Taken together, the density plots, bootstrap confidence intervals, and regression analysis provide complementary evidence that allows us to evaluate not only the magnitude of density changes but also their reliability and ecological relevance. This integrated approach helps distinguish true shifts in bird community activity such as the consistently high urban density observed at **Fort de France Centre Ville** from random sampling fluctuation.


### Species Diversity Study

### Detectability Study (auditory V.S. visual)

#### Introduction

For this sampling indicator, we wanted to see how many of the detections were visual/auditory per year, for the top five of most visited transects (for more reliable data).

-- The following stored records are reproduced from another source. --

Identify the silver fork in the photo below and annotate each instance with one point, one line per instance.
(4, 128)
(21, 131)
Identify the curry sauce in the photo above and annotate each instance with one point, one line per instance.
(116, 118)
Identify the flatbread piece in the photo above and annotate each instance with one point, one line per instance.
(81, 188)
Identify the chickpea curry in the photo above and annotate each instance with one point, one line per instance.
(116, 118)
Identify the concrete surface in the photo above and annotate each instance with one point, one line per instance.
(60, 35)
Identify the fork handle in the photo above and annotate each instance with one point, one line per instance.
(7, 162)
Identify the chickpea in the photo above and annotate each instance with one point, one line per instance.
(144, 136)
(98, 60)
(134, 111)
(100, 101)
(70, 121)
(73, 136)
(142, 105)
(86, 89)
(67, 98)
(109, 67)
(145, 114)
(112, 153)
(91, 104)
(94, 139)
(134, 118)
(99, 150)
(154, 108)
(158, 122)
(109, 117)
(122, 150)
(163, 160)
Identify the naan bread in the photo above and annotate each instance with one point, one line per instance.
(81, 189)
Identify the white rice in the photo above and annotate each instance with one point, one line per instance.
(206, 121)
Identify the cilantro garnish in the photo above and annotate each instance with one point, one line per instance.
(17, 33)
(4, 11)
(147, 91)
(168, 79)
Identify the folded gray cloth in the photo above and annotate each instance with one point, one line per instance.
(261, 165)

To analyse if this indicator was informative, we first plotted some initial histograms, where we observed that for some transects there seemed to be an increase in the ratio of auditory observations. In order to confirm this trend, we decided to further research this topic.

To count the needed values for this, we used the cleaned observation dataset `nom_francais_clean`. 

#### Computations

Total auditory/visual bird counts were aggregated by `(year, transect)` adding the data from column `TOT_AV_sV`, while the individual auditory and visual totals were extracted from the columns `TOT_A` and `TOT_V_sV` respetively.  

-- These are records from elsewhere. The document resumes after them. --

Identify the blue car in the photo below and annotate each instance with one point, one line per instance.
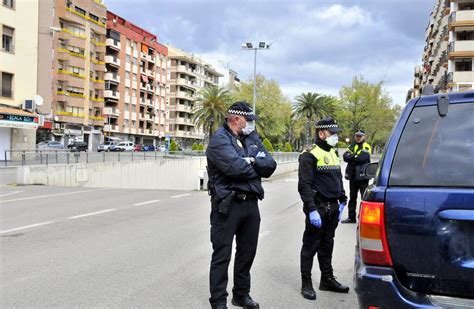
(415, 244)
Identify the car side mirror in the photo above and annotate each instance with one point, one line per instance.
(371, 169)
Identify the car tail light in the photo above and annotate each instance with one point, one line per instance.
(372, 236)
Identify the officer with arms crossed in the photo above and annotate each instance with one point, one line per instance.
(357, 157)
(236, 162)
(321, 189)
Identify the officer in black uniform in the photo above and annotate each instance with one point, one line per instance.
(321, 189)
(357, 157)
(236, 162)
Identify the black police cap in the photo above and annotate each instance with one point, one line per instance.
(242, 108)
(328, 124)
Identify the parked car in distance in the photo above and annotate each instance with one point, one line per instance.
(123, 146)
(138, 147)
(415, 242)
(106, 146)
(78, 146)
(50, 145)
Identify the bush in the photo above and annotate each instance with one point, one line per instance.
(268, 146)
(173, 146)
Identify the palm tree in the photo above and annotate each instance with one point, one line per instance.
(211, 108)
(310, 106)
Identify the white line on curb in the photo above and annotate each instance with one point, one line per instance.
(176, 196)
(25, 227)
(51, 195)
(92, 213)
(145, 203)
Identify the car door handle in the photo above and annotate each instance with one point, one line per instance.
(457, 214)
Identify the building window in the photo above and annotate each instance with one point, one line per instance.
(6, 88)
(9, 3)
(7, 39)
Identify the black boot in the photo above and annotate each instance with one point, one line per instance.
(245, 301)
(329, 283)
(307, 288)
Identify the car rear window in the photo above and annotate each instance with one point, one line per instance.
(436, 151)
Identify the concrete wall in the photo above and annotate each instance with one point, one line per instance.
(164, 174)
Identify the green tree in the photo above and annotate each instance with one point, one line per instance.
(211, 108)
(310, 106)
(173, 146)
(268, 145)
(367, 106)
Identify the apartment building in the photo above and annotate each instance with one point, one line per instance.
(135, 81)
(187, 76)
(79, 69)
(19, 75)
(449, 49)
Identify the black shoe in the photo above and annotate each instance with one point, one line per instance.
(307, 288)
(329, 283)
(349, 220)
(245, 301)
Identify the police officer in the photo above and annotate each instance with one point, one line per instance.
(321, 189)
(236, 162)
(357, 156)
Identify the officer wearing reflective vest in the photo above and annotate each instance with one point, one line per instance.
(357, 158)
(322, 192)
(236, 162)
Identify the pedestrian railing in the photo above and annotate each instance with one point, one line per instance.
(48, 157)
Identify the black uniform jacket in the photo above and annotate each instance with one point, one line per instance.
(314, 185)
(227, 169)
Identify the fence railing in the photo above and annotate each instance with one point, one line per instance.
(48, 157)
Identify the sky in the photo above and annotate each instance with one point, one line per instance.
(316, 45)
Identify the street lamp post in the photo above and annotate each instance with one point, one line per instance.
(249, 46)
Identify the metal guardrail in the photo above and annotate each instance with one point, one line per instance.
(49, 157)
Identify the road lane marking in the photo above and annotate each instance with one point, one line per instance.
(145, 203)
(176, 196)
(92, 213)
(26, 227)
(10, 193)
(51, 195)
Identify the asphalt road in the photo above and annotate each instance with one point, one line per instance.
(72, 247)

To calculate the percentage of observed audio shares, we did:
$$
\widehat{p}_{y,t}=\frac{A_{y,t}}{AV_{y,t}},\qquad \text{Auditory (in \%)}=100\times \widehat{p}_{y,t}
$$
where $A_{y,t}=\text{auditory detections}$, $V_{y, t} = \text{visual detections}$ and $AV_{y,t} = A_{y,t} + V_{y,t}$ for each year $y$ at transect $t$.

To trace the confidence intervals for the observed shares, we used the Wilson method, because classic "Wald" Confidence Intervalls perform poorly with small $n$ or extreme $p$ (bounds can leave [0, 1]). 
Instead, Wilson score intervals have better coverage and stay in [0, 1], which matters because if we increase the number of transects, the $\text{year} \times \text{transect}$ might have modest totals.

The formula used for $95\%$ CI is:
Let $z = 1.96$, $\widehat{p} = \frac{A_{y,t}}{AV_{y,t}}$. 

$$
\text{CI}_{\text{Wilson}} = \frac{\widehat{p} + \frac{z^2}{2n} \pm z\sqrt{\frac{\widehat{p}(1 - \widehat{p})}{n} + \frac{z^2}{4n^2}}}{1 + \frac{z^2}{n}}
$$

In the code, this is calculated by the imported function `statsmodels.stats.proportion.proportion_confint(method="wilson")`, then we multiply it by 100 to get the percentage.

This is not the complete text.